05 décembre 2016

Brewing in Beats: Metricbeat Kafka module improvements

Par Tudor Golubenco

Welcome to Brewing in Beats! With this series, we're keeping you up to date with all that's new in Beats, from the details of work in progress pull requests to releases and learning resources.

Pass arrays or dicts via -E and env variables

It is now possible (again, since this was also possible in versions < 5.0, but we had a regression) to specify an array or dictionary via environment variables or the -E CLI flag. This is particularly useful when specifying multiple output hosts. For example, this works as expected now: output.kafka.hosts: ${KAFKA_HOSTS} if KAFKA_HOSTS is an environment variable in the form “host1:9092”,“host2:9092”. This feature didn't make the cut for the 5.1 release, but will be available in a next minor release.

Metricbeat Kafka module improvements

Preparing for the first release of the Kafka module, we’ve got several fixes and improvements to it, including TLS support and SASL authentication (available in Kafka 0.10).

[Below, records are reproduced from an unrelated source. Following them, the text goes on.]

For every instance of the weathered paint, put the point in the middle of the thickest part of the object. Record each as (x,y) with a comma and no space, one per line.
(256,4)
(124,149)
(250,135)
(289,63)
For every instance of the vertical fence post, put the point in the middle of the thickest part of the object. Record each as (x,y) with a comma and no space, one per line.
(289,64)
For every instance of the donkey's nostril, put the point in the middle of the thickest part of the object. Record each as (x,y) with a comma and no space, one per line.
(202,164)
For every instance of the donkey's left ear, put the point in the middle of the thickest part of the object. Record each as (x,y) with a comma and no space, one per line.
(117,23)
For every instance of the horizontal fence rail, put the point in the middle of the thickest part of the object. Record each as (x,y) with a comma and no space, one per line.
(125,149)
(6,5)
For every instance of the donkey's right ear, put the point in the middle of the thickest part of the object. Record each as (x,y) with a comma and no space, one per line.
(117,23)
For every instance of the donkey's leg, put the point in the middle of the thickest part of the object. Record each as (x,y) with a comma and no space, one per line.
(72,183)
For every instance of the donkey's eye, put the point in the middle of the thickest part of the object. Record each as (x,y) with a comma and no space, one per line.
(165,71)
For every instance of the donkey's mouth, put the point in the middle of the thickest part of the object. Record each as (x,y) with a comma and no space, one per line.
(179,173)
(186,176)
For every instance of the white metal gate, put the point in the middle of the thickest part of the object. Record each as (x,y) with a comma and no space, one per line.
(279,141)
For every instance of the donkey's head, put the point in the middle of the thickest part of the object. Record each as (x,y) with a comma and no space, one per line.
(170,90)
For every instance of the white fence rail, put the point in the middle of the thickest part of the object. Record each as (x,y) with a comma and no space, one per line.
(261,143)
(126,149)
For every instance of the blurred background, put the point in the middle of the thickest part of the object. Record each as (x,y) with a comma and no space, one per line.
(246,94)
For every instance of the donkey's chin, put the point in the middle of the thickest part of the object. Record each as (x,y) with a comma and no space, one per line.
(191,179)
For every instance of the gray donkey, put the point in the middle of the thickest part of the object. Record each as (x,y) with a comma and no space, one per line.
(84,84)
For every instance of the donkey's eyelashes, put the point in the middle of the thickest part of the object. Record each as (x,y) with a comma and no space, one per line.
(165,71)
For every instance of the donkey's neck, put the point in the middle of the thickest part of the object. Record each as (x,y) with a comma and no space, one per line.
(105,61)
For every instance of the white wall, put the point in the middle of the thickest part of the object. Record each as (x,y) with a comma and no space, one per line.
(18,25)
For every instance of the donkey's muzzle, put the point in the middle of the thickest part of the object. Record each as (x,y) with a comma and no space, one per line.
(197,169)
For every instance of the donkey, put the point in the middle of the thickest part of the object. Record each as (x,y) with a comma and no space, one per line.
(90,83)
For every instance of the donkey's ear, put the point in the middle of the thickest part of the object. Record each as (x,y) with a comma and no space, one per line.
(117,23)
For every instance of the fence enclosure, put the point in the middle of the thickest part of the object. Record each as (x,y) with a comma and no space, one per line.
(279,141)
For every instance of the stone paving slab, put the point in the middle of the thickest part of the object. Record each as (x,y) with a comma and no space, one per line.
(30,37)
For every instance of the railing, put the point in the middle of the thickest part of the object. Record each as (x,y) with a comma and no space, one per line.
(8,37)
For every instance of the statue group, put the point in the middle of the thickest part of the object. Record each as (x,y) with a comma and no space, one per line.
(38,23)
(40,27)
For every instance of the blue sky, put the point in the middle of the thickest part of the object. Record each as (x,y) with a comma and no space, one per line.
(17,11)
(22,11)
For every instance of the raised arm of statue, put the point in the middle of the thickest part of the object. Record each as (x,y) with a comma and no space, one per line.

Winlogbeat fix for “invalid bounds” error message

When reading a batch of large event log records the Windows function EvtNext returns errno 1734 ("The array bounds are invalid."). This seems to be a bug in Windows because there is no documentation about this behavior. The fix handles the error by resetting the event log subscription handle (so events are not lost) and then retries the EvtNext call with maxHandles/2.

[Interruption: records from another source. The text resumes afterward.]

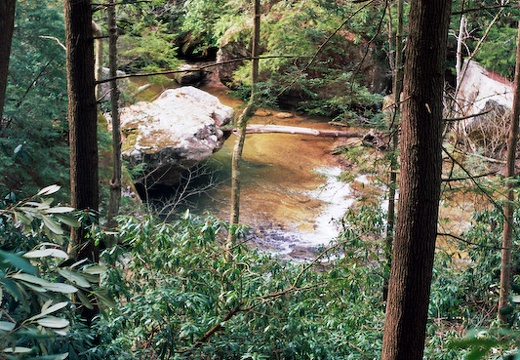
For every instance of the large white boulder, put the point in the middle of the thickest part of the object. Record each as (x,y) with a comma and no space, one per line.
(173,133)
(483,91)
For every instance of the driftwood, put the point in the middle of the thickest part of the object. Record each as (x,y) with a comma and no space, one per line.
(376,140)
(281,129)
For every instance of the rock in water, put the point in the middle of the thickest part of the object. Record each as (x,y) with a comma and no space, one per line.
(172,134)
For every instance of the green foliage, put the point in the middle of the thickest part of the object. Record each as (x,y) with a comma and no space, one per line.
(498,53)
(148,33)
(183,287)
(37,280)
(328,82)
(33,133)
(201,18)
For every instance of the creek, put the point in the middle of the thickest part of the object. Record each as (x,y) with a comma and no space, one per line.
(290,193)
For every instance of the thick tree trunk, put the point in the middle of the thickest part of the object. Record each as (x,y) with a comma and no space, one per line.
(420,180)
(241,134)
(115,182)
(7,11)
(82,115)
(507,234)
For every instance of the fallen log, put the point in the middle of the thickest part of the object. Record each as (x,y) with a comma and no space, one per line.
(282,129)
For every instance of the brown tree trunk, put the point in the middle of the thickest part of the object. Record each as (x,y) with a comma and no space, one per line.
(507,234)
(97,32)
(82,115)
(115,182)
(397,88)
(241,134)
(7,12)
(420,180)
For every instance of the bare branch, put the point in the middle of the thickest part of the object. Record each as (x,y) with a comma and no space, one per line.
(167,72)
(458,238)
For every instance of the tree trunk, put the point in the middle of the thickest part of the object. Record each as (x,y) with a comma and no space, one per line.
(82,116)
(241,134)
(115,182)
(420,180)
(507,234)
(7,12)
(397,88)
(97,32)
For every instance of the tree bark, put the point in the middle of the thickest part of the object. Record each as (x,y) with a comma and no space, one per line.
(82,116)
(241,134)
(420,180)
(509,207)
(397,88)
(115,182)
(97,32)
(7,12)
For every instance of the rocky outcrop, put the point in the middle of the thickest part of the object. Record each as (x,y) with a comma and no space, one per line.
(172,134)
(486,93)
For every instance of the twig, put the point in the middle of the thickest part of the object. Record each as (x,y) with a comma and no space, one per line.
(167,72)
(469,242)
(320,48)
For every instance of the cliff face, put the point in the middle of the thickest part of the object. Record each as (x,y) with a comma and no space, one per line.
(488,94)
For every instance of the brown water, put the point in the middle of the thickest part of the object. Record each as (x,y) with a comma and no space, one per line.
(289,192)
(290,195)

Winlogbeat benchmarks and performance improvements

Andrew is working on analyzing the performance of Winlogbeat and fixing some performance issues, like the number of allocations when converting from UTF16.

Automatic tests with ES/LS 2.x

We realized we don’t have automatic integration tests with any of the 2x versions of Elasticsearch and Logstash, but list them on our support matrix, so we’re fixing that.

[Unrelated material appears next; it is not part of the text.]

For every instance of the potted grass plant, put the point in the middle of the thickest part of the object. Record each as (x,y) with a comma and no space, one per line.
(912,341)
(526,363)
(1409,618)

Filebeat: restate publish_async as experimental

The publish_async feature allows Filebeat to continue reading batches of log lines while waiting for confirmation that the current batch was processed by the next stage. This option can improve throughput but also cause larger memory and CPU consumption. We’re now making it clear in the docs and via a warning that this feature is considered experimental at the moment.